Sorry for the long time since my last post, but I'm alive.
I bought a used Ryzen 5, and it surprisingly had bent pins, causing issues like only one memory stick being recognized, but I'm somehow managing. I got another M-ATX AM4 motherboard cheaply, so I'm thinking of using that Ryzen chip to build a mini PC.
Convenient xargs
xargs - Wikipedia
xargs, which exists as a UNIX command, is very convenient.
At first, I wasn't used to it, but the more I use it, the more versatility I find.
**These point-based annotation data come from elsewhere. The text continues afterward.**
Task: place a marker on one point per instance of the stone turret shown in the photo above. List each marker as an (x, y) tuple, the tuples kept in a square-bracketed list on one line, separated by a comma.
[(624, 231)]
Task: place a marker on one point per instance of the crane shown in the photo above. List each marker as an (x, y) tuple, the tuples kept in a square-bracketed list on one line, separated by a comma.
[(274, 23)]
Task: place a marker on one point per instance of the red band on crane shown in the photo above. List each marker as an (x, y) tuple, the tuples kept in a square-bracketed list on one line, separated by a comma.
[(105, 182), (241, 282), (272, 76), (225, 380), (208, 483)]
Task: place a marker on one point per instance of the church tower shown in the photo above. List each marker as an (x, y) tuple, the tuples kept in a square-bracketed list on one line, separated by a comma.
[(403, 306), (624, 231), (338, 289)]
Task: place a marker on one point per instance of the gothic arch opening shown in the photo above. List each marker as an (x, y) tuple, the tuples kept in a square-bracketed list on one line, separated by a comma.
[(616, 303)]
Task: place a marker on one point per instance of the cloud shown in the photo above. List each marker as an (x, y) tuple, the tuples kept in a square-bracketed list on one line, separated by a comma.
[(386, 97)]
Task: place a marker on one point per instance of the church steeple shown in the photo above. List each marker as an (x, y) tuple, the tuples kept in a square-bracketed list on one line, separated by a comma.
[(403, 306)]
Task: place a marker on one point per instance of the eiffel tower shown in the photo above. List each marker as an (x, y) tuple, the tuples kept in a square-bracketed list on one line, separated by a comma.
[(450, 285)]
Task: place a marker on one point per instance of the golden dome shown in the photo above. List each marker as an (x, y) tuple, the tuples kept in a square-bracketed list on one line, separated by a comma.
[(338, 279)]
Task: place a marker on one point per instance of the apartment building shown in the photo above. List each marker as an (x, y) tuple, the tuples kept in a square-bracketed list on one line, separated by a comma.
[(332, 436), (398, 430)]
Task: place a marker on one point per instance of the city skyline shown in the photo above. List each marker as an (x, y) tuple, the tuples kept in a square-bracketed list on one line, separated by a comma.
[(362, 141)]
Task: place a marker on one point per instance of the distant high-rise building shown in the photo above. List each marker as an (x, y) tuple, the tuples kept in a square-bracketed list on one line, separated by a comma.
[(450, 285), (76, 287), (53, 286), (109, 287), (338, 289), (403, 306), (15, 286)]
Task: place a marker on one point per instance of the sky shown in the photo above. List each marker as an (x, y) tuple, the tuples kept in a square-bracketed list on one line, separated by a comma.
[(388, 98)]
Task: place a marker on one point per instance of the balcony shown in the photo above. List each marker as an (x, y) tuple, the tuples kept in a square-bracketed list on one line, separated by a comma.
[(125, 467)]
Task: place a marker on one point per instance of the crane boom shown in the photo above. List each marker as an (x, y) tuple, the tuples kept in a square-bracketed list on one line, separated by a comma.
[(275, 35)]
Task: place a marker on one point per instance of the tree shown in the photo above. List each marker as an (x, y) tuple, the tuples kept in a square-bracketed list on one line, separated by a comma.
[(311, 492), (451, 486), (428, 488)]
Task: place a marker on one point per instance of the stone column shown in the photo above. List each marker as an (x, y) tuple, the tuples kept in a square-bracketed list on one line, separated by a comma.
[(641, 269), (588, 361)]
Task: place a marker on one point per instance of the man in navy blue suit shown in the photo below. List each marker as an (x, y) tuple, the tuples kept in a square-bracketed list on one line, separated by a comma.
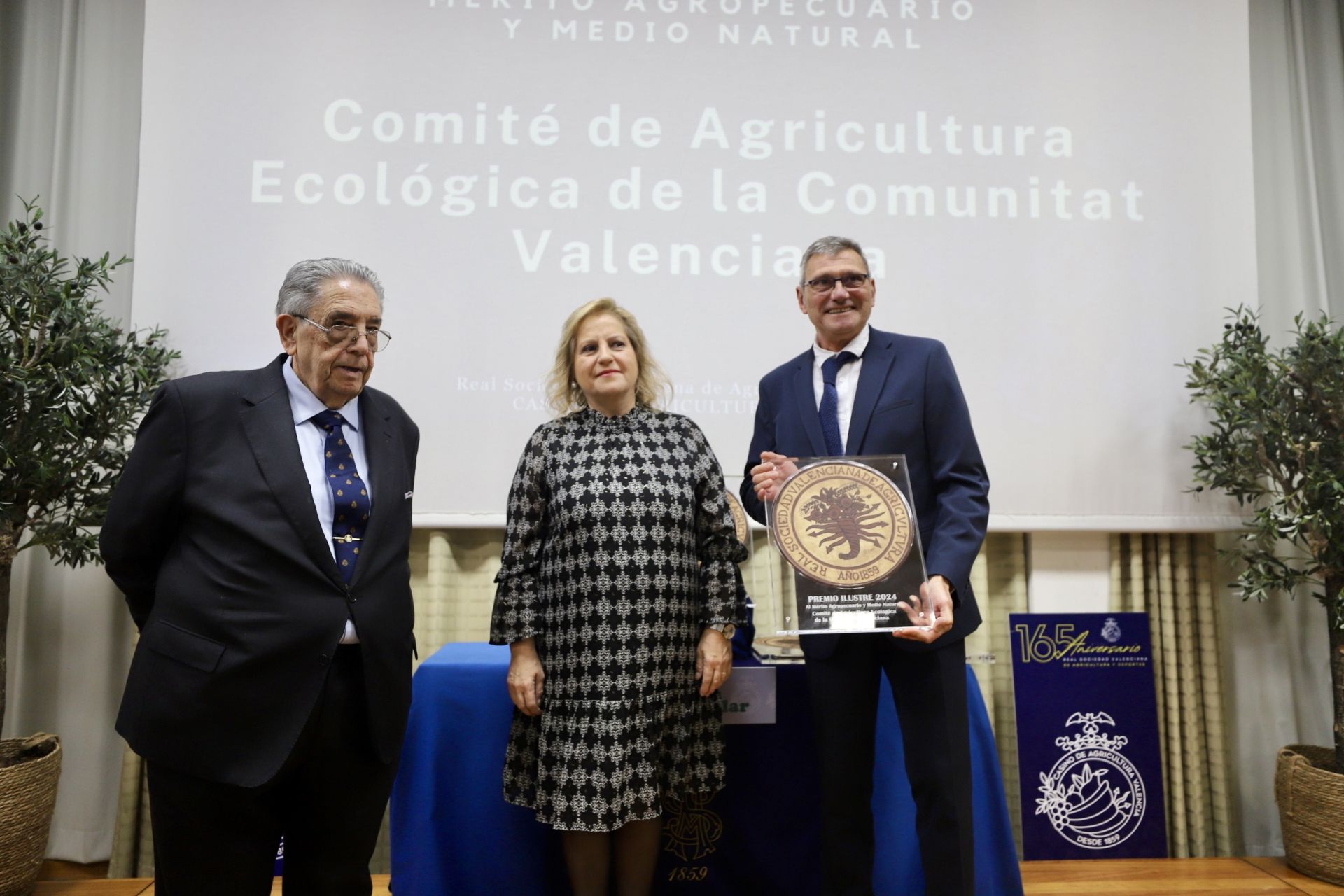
[(891, 394)]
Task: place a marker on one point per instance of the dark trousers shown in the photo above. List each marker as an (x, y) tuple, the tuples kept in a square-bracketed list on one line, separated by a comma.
[(930, 695), (327, 799)]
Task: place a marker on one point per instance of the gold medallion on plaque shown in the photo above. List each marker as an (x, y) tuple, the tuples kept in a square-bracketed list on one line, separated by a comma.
[(841, 523), (739, 519)]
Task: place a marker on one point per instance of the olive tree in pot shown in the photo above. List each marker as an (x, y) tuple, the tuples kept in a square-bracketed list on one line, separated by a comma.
[(1277, 447), (73, 387)]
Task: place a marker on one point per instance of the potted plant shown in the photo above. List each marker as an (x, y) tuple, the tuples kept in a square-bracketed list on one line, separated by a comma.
[(1277, 447), (73, 387)]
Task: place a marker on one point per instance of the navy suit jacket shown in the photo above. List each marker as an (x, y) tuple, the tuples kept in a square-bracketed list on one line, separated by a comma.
[(213, 536), (909, 402)]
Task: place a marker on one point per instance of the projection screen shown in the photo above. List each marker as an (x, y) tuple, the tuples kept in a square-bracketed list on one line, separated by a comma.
[(1058, 190)]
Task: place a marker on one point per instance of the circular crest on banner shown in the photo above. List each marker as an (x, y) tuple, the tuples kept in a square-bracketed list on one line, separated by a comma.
[(841, 523), (739, 519)]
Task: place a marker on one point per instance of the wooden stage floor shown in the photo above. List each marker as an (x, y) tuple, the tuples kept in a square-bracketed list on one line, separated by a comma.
[(1266, 876)]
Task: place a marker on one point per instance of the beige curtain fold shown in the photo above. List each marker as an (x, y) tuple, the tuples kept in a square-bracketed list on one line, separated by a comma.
[(1171, 578), (999, 580)]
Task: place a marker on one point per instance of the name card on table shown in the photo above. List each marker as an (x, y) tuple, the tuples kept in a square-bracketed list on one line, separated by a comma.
[(749, 697)]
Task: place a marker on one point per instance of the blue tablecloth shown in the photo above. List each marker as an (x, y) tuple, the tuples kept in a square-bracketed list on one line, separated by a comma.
[(454, 833)]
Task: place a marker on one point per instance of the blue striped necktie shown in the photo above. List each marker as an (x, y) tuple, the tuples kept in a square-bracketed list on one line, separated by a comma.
[(350, 495), (831, 402)]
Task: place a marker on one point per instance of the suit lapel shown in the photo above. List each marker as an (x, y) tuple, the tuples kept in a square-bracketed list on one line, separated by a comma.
[(382, 475), (806, 398), (269, 425), (873, 377)]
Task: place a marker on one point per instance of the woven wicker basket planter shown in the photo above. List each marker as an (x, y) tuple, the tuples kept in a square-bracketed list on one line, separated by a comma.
[(1310, 809), (27, 799)]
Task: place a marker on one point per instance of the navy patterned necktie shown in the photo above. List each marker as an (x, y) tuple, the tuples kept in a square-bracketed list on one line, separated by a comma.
[(350, 495), (831, 402)]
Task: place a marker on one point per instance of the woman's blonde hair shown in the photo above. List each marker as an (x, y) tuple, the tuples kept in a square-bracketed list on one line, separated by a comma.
[(564, 391)]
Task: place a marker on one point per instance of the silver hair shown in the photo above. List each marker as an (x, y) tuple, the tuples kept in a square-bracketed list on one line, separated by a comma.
[(304, 282), (827, 248)]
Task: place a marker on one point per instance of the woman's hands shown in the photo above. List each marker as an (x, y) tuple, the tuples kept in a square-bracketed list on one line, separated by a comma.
[(713, 662), (526, 676)]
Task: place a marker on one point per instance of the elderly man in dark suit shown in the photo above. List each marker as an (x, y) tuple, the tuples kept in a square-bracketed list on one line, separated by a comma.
[(260, 533), (862, 391)]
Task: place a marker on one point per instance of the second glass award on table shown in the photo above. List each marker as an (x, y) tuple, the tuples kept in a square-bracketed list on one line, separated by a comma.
[(848, 531)]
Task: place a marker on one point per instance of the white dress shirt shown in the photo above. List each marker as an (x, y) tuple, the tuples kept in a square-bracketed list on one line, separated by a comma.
[(847, 381), (312, 449)]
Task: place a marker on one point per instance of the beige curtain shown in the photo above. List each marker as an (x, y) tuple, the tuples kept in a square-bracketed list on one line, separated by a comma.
[(1000, 583), (1171, 578)]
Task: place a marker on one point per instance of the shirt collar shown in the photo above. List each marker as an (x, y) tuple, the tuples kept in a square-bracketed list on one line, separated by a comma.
[(305, 406), (857, 346)]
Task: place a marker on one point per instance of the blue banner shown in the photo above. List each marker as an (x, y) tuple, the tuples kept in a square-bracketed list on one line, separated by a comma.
[(1088, 736)]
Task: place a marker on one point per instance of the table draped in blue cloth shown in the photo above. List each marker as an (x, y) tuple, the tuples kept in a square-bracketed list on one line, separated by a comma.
[(454, 833)]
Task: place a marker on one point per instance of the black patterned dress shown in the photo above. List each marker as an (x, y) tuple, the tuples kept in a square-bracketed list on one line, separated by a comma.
[(620, 550)]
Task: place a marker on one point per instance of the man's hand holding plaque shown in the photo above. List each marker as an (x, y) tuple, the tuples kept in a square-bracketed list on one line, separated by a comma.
[(847, 528), (930, 612)]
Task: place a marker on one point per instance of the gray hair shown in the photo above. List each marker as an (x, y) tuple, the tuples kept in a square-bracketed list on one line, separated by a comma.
[(827, 248), (304, 282)]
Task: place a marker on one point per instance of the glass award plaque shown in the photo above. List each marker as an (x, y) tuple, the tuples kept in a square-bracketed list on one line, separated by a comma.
[(847, 530)]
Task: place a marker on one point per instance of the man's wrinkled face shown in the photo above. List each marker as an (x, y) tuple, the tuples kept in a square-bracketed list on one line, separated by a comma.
[(334, 371), (838, 314)]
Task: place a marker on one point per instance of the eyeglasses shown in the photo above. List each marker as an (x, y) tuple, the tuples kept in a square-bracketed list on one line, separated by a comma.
[(337, 333), (825, 284)]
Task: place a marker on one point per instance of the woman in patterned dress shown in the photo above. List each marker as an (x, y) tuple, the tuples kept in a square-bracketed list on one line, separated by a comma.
[(619, 596)]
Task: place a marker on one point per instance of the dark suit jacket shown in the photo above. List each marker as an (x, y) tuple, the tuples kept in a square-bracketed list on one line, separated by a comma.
[(214, 539), (909, 402)]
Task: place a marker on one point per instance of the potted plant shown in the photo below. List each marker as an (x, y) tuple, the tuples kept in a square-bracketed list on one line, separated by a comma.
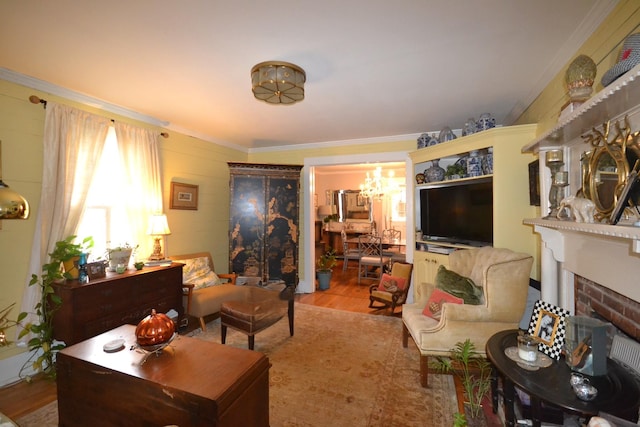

It's a very good command that even eliminates the need to write simple loop statements in a one-liner.
Use Case
For example, let's say you have videos you want to save with yt-dlp, and they exist one per line.
url1
url2
url3
If you pass them all at once for parallel processing, the CPU load will be severe, so if you want to run them two processes at a time, you can write it like this:
cat url-txt | xargs -I {} -P 2 yt-dlp {}
Surprisingly, with just this, you can process them two processes at a time.
Let's break it down
So, how does this work?
The above is equivalent to the following:
yt-dlp url1 ; yt-dlp url2
yt-dlp url3
Mechanically, it means that the command passed to xargs is executed each time.
Is it like reading a line and storing it as an array?
What about without options?
Without options, it passes all arguments to the command given to xargs.
Since the compatible commands are limited, I feel it's better to use the -I option.
In cases like the following:
cat url-txt | xargs yt-dlp
In this case, the following command would have been executed:
yt-dlp url1 url2 url3
Therefore, it seems better to process with -I whenever possible, but without options might be fine depending on the situation.
Use Case2
It's also useful when you want to grep or sed only specific filenames with the find command.
find . -name "testfile" | xargs -I {} grep "return 0" {}
In this way, you can grep only specific files with such a short description.
That's all for today.
Until next time.